I'm working on string manipulation in Python (v3.3), and I'm wondering if there's a predictable way to detect the addition of diacritical markings on a given character.
So for instance is there some relationship between 'α' # ord('α') = 945)
(Greek unmarked alpha) and 'ᾶ' # ord('ᾶ') = 8118
(Greek alpha with a circumflex) and 'ω' # ord('ω') = 969
(Greek unmarked omega) and 'ῶ' # ord('ῶ') = 8182
(Greek omega with a circumflex)?
Are there any manipulations that can be done to clear the diacritics? Or to add a diacritic, for example when marking a long vowel: 'ᾱ' # ord('ᾱ') = 8113
?
Thanks!
Edit: I've played around with both the unidecode
package and unicodedata
. I'm not looking simply to normalize strings; I'm interested in resources for understanding the byte manipulations that happen behind the scenes to add, say, a circumflex or a macron to a standard alpha. Another way of asking that question is how does chr(945) # 'α'
become or relate to chr(8113) # 'ᾱ'
at a very low level? Maybe I'm thinking of this (text) in completely the wrong way, and I'd be interested in learning that too.
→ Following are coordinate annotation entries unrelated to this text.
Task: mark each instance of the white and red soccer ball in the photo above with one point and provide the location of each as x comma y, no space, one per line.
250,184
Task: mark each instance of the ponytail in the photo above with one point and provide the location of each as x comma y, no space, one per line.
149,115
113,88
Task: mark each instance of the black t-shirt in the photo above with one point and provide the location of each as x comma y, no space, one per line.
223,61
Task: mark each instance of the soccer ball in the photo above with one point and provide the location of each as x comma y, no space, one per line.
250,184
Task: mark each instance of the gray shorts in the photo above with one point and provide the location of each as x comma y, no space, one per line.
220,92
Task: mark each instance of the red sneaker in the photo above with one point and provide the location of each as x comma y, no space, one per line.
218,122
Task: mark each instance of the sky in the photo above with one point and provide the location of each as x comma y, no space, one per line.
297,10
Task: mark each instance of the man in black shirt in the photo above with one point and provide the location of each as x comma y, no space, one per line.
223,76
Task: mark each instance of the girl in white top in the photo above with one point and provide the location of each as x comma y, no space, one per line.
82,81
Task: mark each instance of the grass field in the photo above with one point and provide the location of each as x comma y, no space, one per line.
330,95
This question doesn't actually have so much to do with Python as it does with text encoding in general, but I mention Python just in case any of its peculiarities come into play.
Edit 2: I should also add that I'm more interested in how something like unidecode
works than in actually using it at the moment. unidecode('ῶ')
and unidecode('ὄ') # that's an omicron, not an 'o'
both return 'o'
, and that return value isn't as helpful to me at the moment as a higher-level understanding of how the unidecode
module arrives at that return value.